Memcached itself does not support distribution, so you can only implement distributed storage in Memcached on the client side through distributed algorithms like consistent hashing. The following figure gives the architecture of Memcached's distributed storage implementation. When the client sends data to the Memcached cluster, it will first calculate the target node for that piece of data through the built-in distributed algorithm, and then the data will be sent directly to that node for storage. However, when a client queries for data, it also calculates the node where the query data resides, and then sends a query request directly to that node to get the data.
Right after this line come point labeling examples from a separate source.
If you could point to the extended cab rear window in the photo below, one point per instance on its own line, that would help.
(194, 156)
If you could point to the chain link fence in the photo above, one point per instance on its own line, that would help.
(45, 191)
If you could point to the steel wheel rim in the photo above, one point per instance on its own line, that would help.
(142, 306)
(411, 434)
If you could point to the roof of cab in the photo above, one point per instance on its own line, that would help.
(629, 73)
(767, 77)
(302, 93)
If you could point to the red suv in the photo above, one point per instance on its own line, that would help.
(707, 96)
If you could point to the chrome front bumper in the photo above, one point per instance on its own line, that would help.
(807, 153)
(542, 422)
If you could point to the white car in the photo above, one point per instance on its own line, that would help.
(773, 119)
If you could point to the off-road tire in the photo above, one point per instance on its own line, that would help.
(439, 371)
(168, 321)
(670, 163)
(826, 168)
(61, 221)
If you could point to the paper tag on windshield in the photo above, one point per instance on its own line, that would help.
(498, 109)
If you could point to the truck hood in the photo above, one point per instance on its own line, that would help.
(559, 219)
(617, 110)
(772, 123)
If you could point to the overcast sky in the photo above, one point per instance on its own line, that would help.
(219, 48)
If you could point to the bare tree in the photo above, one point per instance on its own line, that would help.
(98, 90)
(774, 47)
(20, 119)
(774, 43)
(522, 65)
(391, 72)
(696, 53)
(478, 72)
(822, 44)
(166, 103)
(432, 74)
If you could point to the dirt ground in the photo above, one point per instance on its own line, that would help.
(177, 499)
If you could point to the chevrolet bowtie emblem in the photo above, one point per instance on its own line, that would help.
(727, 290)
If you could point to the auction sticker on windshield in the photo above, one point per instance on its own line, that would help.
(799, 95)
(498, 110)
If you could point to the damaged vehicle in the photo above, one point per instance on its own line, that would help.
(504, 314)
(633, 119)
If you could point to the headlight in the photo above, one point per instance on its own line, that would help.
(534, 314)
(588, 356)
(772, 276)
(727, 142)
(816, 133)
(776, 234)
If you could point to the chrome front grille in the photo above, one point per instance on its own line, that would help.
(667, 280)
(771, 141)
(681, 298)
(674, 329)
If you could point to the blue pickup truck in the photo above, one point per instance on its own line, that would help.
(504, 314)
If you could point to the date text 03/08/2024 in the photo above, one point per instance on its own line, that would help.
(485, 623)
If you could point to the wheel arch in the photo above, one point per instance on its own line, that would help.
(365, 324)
Compared to Memcached, which uses only client-side distributed storage, Redis prefers to build distributed storage on the server side. The latest version of Redis has support for distributed storage, and Redis Cluster is an advanced version of Redis that is distributed and allows for a single point of failure, has no central node, and is linearly scalable. The following figure gives the distributed storage architecture of Redis Cluster, where nodes communicate with each other via binary protocol and nodes communicate with clients via ascii protocol. In terms of data placement strategy, Redis Cluster divides the entire key's numeric field into 4096 hash slots, and one or more hash slots can be stored on each node, which means that the maximum number of nodes currently supported by Redis Cluster is 4096. The distributed algorithm used by Redis Cluster is also very simple: crc16( key ) % HASH_SLOTS_NUMBER.
In order to ensure data availability under a single point of failure, Redis Cluster introduces Master nodes and Slave nodes. In a Redis Cluster, each Master node has a corresponding two Slave nodes used for redundancy. This way, the downtime of any two nodes in the entire cluster will not lead to unavailability of data. When the Master node quits, the cluster automatically selects a Slave node to become the new Master node.